過去3ヶ年の結果では、5月下旬(25日以降)の田植えは一定の成果が得られましたが、平坦地域を含む市町村での実際の実施状況は約3分の1程度です。そこで農業試験場では、作期の変更とともに、栽培管理技術による乳白粒の軽減の試験研究を行っています。具体的には、前号で紹介のあったケイ酸カリの育苗箱施用や生育診断に基づく穂肥施用などです。

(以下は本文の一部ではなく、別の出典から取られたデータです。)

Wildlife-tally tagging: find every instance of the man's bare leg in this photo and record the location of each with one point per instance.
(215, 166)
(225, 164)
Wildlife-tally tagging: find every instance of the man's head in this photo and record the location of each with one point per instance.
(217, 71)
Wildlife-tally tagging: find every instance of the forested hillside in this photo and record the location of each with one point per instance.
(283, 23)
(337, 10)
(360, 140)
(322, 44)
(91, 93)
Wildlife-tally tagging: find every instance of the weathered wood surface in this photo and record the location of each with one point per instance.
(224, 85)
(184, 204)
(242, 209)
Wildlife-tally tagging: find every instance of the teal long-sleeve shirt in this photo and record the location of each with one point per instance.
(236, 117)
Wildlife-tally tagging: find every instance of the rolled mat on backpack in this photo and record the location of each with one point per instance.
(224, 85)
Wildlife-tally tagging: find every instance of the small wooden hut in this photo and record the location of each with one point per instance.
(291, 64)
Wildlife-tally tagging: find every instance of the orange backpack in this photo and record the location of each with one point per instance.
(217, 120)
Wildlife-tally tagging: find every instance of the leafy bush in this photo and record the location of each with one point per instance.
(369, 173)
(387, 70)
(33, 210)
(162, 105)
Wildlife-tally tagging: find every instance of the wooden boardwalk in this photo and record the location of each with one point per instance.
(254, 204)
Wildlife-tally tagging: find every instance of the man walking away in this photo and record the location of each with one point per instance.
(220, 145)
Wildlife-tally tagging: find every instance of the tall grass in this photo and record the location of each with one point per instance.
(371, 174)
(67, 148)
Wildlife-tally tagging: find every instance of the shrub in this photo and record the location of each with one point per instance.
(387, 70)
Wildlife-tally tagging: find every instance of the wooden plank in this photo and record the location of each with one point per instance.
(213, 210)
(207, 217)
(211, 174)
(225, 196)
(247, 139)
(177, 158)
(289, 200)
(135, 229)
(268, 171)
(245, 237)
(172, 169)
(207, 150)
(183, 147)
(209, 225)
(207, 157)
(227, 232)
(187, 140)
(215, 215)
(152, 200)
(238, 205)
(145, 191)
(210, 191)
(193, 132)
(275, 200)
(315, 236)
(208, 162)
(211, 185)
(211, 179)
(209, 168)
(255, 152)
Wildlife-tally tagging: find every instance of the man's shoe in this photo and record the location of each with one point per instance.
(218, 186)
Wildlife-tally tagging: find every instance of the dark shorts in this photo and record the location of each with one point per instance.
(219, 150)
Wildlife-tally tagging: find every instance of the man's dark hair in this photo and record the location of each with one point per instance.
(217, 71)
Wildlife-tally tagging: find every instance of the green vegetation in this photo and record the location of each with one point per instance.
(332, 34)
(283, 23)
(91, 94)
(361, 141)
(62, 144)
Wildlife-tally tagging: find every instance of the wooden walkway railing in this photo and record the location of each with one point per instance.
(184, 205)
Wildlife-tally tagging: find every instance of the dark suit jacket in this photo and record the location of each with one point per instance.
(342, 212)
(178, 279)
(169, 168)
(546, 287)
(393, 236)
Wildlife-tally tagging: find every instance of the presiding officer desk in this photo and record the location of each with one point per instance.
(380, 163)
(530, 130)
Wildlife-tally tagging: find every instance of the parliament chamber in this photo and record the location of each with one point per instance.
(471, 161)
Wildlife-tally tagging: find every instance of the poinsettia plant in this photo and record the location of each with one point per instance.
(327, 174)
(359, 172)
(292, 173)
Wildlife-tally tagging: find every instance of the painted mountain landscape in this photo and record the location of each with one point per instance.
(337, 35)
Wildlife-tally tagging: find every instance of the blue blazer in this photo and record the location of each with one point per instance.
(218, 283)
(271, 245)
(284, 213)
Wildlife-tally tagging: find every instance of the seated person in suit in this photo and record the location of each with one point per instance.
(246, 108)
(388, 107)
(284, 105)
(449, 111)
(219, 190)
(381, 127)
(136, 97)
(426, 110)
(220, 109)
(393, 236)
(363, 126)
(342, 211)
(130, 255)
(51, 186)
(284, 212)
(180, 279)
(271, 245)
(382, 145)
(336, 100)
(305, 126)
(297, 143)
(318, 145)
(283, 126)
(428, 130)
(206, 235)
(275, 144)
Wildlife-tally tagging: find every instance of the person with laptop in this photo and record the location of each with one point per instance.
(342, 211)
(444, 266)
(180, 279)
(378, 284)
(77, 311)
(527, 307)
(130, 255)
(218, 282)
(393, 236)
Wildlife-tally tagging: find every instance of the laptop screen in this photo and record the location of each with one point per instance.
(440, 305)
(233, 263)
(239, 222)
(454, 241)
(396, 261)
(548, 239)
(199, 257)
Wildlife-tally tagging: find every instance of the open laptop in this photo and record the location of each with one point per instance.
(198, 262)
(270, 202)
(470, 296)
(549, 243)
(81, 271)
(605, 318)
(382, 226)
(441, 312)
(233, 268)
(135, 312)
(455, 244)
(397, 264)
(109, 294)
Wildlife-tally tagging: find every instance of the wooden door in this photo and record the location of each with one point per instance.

ここでは、これらの技術について現地で行った実証結果を紹介します。
ケイ酸カリの育苗箱施用
今年度は出雲、大田、益田、津和野の4普及部管内で展示圃が設置され、「コシヒカリ」の品質等に対する効果が検討されました。
全体的な状況として以下の点が上げられます。
- 苗質は良好で根量が多く根がらみが良い
- 生育状況、収量等には大きな差はない
- 品質は同等かやや良い結果が多い
- 登熟歩合、整粒歩合がやや良い
(津和野管内で行われた7ヵ所の平均を見ると、登熟歩合が88.7%で3%高く、米粒判別の良質粒割合が79.9%で2%高い) - 欠点としては、
- 床土への混合が面倒
- 根がらみが良すぎる場合、補植等で数本に分けると根が切れ易く注意が必要など
- 床土への混合が面倒
以上の結果から、苗質の改善には有効であり、品質向上に向けてもプラスの影響がうかがわれます。今後、生産者の皆さんが使いやすくなるため、あらかじめ床土に混入した製品の検討をすすめ、比較的安価で取り組める技術として普及できることを期待しています。
生育診断に基づく穂肥施用
今年度の栽培指針に掲載された「穂肥診断マニュアル」の効果を、県内約100ヵ所の実証圃(標高150m以下)成績から検討した結果が図2のとおりです。(図はPDF参照)基準どおりの穂肥施用で1等の割合が高くなりましたが、基準より少なくても、多くてもやや品質が落ちました。ただし、基準どおりに施用できたところが、実証圃においても約40%と少なく、今後の課題となりました。
平成15年産に向けてはマニュアルの普及と基準に合うような稲体づくりが重要と考えられます。